Before the rock can be mined the overburden must be removed at the quarry site.  A 3.2 km (2 mi) long conveyor system (see Figure 12) transports the waste rock to a site where it is placed.  Reclamation creates a buffer zone between the mine and surrounding populated areas as the stockpiles are recontoured and revegetated (Higgins, 1989).  The underlying gabbro is quarried and loaded into a self-propelled, mobile rock crusher, which is the largest of its type in the world (Jerry Allen, Graniterock, pers. comm. 1998).  The crusher takes up to 106 cm (42 in) diameter rocks and breaks them into 25.4 cm (10 in) and smaller.  Then a 1.6 km (1 mi) long conveyor system transports the rock to a secondary and tertiary plant where it is screened, washed, and sorted by size (see Figure 13).  Water is used in the process and the plant has its own water treatment and recycling facility.  Unused fines from the filtration process are piped to Soda Lake, across Highway 129, to settle out.  Liquefaction occurred in this lake following the 1989 Loma Prieta earthquake and 1990 Chittenden earthquake swarm (Wills and Manson, 1990).  Once the rock is sorted by size, it is then stockpiled over an underground tunnel and conveyor system.  A computer system controls the size of material distributed to the company’s clients.  It is then loaded onto trucks or trains to be transported to where it is needed.  Rail transport keeps hundreds of trucks off the roads daily, reducing noise, traffic congestion, and air pollution (Higgins, 1989).

The quarry is capable of producing up to 3,000 tons of rock per hour and peaks during the summer.  On a typical day there may by 100 railroad cars and 400 trucks transporting aggregate from the processing plant.  There are about 70 employees during the summer and about 50 during the winter months working at the quarry.  Haul trucks cost approximately $450,000; the rock crusher initially cost $3,000,000 and today would run about 3 to 4 times that amount.  The newest loader (purchased this year) cost $1,100,000 and typically burns about 180 gallons of diesel fuel per day.  The company is planning to upgrade the automated truck and rail car loading system in the near future.  The contact person for tours of the facility is Jerry Allen (831) 768-2000.

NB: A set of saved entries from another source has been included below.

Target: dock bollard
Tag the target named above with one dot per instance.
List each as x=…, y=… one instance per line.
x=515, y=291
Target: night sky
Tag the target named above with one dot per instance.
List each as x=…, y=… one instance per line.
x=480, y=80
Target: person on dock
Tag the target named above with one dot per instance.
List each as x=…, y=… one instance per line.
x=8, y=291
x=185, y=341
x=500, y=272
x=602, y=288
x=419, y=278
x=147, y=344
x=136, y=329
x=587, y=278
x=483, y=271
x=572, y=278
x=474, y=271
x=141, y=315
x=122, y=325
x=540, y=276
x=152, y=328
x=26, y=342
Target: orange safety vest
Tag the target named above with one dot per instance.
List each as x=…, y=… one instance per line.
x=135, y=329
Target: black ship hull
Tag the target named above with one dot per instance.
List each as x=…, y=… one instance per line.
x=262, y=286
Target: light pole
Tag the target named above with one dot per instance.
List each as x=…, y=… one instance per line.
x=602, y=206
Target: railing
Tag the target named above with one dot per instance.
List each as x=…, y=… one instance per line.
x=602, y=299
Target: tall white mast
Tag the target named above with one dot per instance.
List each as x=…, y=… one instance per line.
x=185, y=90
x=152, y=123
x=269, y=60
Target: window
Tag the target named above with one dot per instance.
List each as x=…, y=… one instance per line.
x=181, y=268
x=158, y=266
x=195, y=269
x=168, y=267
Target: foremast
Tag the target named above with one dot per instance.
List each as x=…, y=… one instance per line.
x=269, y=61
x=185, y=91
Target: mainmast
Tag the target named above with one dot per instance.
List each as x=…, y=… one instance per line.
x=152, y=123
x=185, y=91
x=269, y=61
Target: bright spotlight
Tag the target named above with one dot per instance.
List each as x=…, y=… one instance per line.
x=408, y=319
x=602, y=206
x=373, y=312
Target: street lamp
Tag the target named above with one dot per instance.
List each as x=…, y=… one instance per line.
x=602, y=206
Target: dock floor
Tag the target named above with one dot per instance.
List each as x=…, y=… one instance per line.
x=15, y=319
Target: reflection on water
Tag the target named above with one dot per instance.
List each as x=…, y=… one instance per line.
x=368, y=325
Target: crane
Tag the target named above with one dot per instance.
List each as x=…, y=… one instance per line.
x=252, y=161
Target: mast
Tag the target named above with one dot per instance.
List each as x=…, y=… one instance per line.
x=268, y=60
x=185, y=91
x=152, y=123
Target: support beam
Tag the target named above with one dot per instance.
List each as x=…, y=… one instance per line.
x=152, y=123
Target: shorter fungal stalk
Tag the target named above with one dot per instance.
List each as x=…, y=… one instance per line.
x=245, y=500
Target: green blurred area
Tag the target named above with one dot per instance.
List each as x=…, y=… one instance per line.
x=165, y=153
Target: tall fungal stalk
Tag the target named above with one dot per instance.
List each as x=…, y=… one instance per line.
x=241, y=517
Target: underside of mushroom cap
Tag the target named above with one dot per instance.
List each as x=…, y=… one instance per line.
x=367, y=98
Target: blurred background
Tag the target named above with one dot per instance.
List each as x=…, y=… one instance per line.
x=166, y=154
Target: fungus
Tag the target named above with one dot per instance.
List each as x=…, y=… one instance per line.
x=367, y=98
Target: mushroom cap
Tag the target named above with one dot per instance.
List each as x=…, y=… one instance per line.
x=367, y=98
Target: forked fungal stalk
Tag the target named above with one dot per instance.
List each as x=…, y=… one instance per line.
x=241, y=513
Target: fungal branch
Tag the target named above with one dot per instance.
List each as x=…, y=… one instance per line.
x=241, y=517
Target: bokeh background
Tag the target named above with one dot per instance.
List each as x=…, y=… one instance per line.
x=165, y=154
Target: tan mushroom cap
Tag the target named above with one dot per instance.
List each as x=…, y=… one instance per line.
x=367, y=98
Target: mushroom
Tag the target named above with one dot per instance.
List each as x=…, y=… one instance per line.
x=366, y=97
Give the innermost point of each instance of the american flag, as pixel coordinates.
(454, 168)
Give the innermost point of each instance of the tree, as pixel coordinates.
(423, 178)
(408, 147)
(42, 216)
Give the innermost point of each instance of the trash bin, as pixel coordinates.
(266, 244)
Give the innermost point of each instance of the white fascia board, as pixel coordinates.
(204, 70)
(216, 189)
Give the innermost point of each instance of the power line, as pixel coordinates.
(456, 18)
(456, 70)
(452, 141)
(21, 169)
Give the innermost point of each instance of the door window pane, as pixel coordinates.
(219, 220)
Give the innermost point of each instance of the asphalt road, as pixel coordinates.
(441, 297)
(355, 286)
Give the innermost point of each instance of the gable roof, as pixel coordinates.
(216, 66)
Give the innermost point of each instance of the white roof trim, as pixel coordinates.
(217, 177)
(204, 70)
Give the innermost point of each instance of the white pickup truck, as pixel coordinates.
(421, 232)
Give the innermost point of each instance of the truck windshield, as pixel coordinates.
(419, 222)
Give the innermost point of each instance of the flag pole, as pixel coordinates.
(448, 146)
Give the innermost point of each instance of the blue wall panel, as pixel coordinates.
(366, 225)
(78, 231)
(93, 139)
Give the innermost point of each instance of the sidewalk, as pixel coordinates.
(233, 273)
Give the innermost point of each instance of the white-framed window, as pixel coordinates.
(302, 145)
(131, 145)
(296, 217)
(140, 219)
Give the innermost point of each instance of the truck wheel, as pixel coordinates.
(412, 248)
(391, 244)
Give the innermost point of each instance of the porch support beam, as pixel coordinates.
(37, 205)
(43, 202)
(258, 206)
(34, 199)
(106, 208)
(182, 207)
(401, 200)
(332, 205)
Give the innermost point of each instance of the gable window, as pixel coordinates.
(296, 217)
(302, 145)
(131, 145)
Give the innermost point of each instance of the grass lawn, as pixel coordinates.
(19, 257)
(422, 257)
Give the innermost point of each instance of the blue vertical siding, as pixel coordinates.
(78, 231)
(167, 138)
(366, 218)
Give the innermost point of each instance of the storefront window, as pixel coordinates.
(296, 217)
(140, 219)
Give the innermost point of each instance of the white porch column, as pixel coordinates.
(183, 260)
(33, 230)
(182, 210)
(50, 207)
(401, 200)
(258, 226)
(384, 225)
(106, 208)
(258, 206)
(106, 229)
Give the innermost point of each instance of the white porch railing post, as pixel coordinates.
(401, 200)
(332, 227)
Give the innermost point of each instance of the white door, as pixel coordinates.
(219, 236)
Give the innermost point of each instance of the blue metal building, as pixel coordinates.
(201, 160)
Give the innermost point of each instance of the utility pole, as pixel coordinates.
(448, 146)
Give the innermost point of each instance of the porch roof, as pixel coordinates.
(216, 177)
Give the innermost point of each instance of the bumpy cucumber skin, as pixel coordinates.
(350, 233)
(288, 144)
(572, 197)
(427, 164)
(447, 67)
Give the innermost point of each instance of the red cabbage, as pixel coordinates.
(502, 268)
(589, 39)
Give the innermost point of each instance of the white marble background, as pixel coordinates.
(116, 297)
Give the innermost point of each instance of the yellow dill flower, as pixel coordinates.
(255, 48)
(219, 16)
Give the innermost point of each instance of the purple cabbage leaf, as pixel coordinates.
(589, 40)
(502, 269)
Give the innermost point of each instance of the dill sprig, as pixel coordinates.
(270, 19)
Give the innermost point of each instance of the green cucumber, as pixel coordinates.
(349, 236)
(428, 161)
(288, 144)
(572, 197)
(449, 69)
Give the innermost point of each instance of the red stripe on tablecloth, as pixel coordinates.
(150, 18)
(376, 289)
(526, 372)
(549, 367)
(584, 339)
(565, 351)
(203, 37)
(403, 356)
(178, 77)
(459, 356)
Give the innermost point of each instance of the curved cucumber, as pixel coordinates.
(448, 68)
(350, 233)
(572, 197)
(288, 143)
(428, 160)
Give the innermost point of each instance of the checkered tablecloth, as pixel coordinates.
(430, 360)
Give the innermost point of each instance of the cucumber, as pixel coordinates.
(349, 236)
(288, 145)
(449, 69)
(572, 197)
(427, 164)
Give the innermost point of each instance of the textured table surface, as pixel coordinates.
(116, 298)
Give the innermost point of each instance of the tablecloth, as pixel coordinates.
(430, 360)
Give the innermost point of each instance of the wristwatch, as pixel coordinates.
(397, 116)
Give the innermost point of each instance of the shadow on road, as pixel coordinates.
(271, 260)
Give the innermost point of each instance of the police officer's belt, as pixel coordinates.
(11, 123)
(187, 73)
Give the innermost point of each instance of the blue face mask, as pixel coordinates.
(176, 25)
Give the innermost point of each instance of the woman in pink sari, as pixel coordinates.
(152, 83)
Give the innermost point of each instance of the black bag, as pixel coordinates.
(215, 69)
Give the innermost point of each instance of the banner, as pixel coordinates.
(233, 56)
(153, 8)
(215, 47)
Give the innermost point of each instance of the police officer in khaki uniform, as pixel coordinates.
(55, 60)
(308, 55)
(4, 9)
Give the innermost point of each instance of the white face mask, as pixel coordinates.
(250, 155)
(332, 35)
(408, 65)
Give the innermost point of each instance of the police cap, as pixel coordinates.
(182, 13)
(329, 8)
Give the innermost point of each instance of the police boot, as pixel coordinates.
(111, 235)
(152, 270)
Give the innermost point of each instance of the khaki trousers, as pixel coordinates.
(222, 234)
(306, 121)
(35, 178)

Return to Modesto via Highway 129 east to Highway 101 south to Highway 156 east to Hollister, then Interstate 5, retracing your route back to Modesto Junior College.







Figure 11: Location map showing Graniterock company’s Arthur R. Wilson quarry, San Benito County, California.  (Figure modified from Higgins, 1989). 






Figure 12: Overburden conveyor system used by Graniterock Company to transport tailings 3.2 km (2 mi) from the quarry to the dump site.  During reclamation, the non-native eucalyptus trees visible in this picture are removed and native vegetation (including oak trees, bunch grasses, poison oak, etc.) is planted.




Figure 13: Screening plant at the Arthur R Wilson quarry.  The building in the upper left of the photo is the computerized truck and rail loadout structure.  The main trace of the San Andreas fault trends along the outcrop visible in the upper right part of the photo.  (Photo digitized from Higgins, 1989).